Many species of roundheaded borers like the ones tunneling through my maple logs prefer to eat the tissues of dying or dead trees. Some like the dreaded Asian Longhorned Beetle attack living trees with a preference for those under stress. This beetle is responsible for the death of tens of thousands of trees in New York, Chicago, New Jersey, Massachusetts, and Ohio since its introduction to the United States in the 1990’s. Roundheaded borers that eat wood have powerful jaws to chew their way through hard plant tissues. We met other longhorned beetles in a previous episode as they dined on nectar and pollen. If you bring firewood into your home and store it for an extended time before you use it, you may be treated to the emergence of several wonderful longhorned beetles, maybe just in time for the Holidays!

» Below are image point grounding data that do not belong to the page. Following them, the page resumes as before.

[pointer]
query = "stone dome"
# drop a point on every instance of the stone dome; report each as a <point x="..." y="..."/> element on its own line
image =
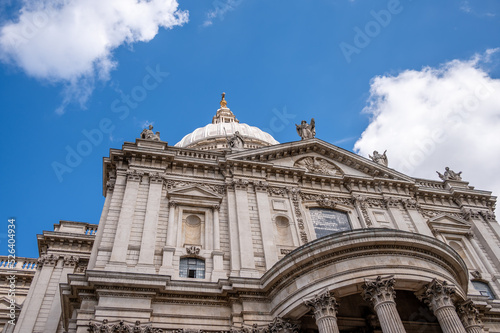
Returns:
<point x="224" y="125"/>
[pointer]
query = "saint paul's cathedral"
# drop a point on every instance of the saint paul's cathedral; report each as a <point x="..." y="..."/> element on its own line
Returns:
<point x="231" y="231"/>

Looking like a sleepy Jabba the Hutt beneath the bark of my firewood, a roundedheaded borer wriggles in its gallery. After completing development, it becomes an adult longhorned beetle, so named for its exceptionally long antennae similar to those of the stunning locust borer.
As I peeled back the lose bark of a second maple log, I discovered a bevy of darkling beetles. Darkling beetles spend the winter in a frigid scrum beneath the bark of trees awaiting the warmth of spring to resume their activities. Most darkling beetles feed on plant material of some sort – living or decaying. Not far from where the adult darkling beetles huddled, several darkling beetle larvae moved at a glacial pace through the decaying wood beneath the bark. Like their roomies, the roundheaded borers, darkling beetle larvae complete their development when the warmth of spring returns.
In addition to maple logs, I have a great store of ash firewood thanks to the nefarious Emerald Ash Borer that has killed more than a million ash trees since its introduction to North America some two decades ago. And as I split some of the ash logs, what to my wondering eyes should appear, but an almost fully developed larva of the Emerald Ash Borer. This little rascal will complete its development under the bark next spring and emerge in May as a gorgeous adult beetle known as a metallic wood boring beetle.
The Emerald Ash Borer larva is called a flatheaded borer. It too makes sinuous galleries beneath the bark, but upon emerging from the tree the adult leaves behind a tell-tale exit hole in the shape of the letter “D.” Get it, D has a flat side and so does the hole made by a flatheaded borer. Entomologists are pretty clever, eh?
A beautiful but deadly Emerald Ash Borer battles a giant finger before flying away. It is one of many metallic wood boring beetles that attack and kill trees.
So, during this most wonderful time of the year, on a wintry night when you are sitting in front of the fireplace singing the songs you love to sing and watching the chestnuts pop, pop, pop, listen carefully: those might not be chestnuts popping.